Dayton Mayor Tim McNeil has pleaded guilty to two misdemeanors involving mismanagement of committee funds for the Hennepin County suburb's annual festival.

"I would like to apologize to the residents of Dayton for the pain and suffering my negligence has caused — and particularly to my friends and family who have endured the past 18 months through no fault of their own," read an announcement McNeil made Thursday in a Facebook post.

McNeil also posted a statement from his lawyer, John Conard, who characterized the pleas as admissions of "technical violations of charitable registration laws" involving McNeil's role in managing the Dayton Heritage Day festival.

Neither McNeil nor Conard returned messages for comment Sunday.

The mayor will be required to return the festival money he misused, which will go to the Lions Club now running the Heritage Day parade, according to the Facebook posting.

He also will serve 10 days of home electronic monitoring and will be on probation for two years. His mayoral term expires this year, and he said on his Facebook page that he hoped "to pass on the responsibilities of Dayton's mayor to a successor and to continue as a member of our city council."

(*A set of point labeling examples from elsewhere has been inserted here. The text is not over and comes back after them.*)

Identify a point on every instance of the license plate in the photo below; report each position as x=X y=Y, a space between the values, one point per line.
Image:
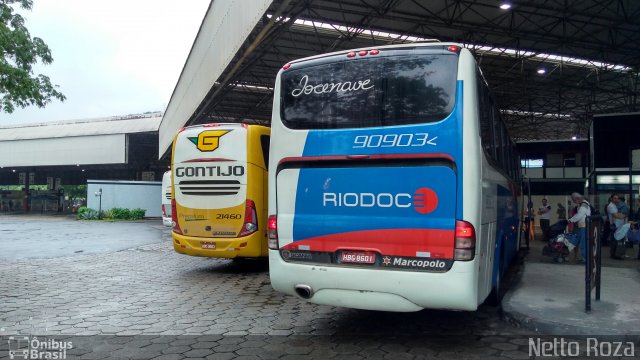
x=358 y=257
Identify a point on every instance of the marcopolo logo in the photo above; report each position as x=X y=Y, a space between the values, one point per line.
x=208 y=140
x=423 y=200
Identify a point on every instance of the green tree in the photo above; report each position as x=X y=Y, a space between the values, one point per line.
x=19 y=86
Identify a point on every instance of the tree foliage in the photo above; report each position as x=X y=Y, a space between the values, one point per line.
x=19 y=86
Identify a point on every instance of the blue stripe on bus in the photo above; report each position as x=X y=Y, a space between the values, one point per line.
x=445 y=134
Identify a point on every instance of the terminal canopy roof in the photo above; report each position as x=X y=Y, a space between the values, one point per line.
x=551 y=64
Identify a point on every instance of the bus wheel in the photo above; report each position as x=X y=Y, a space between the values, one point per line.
x=497 y=293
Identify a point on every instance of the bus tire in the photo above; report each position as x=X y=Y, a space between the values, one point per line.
x=497 y=293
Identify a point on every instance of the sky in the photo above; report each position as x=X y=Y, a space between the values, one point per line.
x=115 y=57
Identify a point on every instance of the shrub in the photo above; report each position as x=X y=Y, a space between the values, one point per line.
x=87 y=214
x=120 y=213
x=107 y=214
x=137 y=214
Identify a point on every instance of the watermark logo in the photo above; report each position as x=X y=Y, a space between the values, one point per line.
x=594 y=347
x=25 y=347
x=208 y=140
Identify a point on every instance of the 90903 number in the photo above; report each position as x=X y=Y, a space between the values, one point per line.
x=394 y=140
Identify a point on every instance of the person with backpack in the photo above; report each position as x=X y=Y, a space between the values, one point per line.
x=617 y=211
x=580 y=222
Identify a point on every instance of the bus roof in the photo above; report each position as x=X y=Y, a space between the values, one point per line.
x=386 y=47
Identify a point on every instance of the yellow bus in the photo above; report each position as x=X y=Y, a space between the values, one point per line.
x=219 y=186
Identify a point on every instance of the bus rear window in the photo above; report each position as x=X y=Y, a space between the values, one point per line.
x=368 y=92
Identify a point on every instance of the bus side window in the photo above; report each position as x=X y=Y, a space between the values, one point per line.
x=264 y=142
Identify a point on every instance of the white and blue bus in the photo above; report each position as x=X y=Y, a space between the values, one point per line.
x=394 y=181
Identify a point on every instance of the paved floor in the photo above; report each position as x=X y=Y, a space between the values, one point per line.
x=165 y=305
x=38 y=236
x=550 y=297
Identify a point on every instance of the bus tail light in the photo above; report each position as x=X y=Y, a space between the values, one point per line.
x=272 y=233
x=250 y=219
x=465 y=241
x=174 y=218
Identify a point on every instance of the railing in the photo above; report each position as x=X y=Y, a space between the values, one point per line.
x=552 y=172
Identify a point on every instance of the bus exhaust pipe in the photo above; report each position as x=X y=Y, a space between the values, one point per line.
x=304 y=291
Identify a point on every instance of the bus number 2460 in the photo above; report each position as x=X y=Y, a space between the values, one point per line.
x=394 y=140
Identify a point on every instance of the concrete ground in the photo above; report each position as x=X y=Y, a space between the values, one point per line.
x=149 y=302
x=49 y=236
x=550 y=297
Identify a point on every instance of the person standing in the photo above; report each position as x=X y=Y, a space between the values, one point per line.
x=562 y=212
x=617 y=211
x=545 y=217
x=580 y=221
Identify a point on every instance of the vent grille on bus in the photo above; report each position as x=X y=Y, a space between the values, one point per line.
x=209 y=187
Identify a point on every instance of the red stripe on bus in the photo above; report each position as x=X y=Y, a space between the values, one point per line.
x=208 y=160
x=399 y=242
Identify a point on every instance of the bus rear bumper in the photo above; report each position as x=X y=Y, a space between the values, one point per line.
x=378 y=289
x=229 y=248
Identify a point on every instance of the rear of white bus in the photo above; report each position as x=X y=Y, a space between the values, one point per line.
x=365 y=197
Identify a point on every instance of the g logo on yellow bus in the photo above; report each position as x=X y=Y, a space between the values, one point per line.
x=208 y=140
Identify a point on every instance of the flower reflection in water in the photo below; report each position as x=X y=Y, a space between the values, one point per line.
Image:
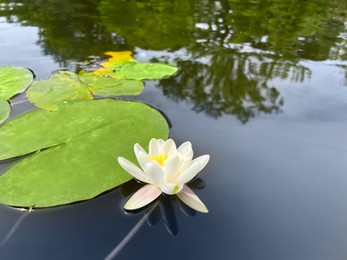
x=165 y=207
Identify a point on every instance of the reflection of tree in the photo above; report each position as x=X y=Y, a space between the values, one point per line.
x=231 y=83
x=68 y=30
x=235 y=47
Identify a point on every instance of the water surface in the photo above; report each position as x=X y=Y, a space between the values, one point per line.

According to charges in the case filed in February 2019, McNeil was accused of embezzling more than $13,000 from the citizens' committee that ran the festival.

In the criminal complaint, McNeil was charged with felony theft by swindle for allegedly taking money out of the festival's checking account and depositing it into his personal account.

No city funds were involved in the festival account. But an examination of the records for the Heritage Day account and McNeil's personal bank account showed that, starting in October 2015, the mayor regularly withdrew money from the festival account and deposited the money into his own account, according to the complaint.

The complaint said McNeil had paid back $4,500 but remained responsible for more than $8,710 in missing money.

In the Facebook postings, Conard acknowledged it was against the law for McNeil to compensate himself. McNeil agreed but characterized the mistake as a failure to file "the required paperwork."

"I continue to believe that those original charges were unfounded and the product of a political rather than a legal judgment," McNeil wrote in his statement.

According to the statement from Conard, McNeil has not been convicted of fraud or dishonesty and "considers himself vindicated."

McNeil was elected to the City Council in 2006 and first elected mayor in 2012.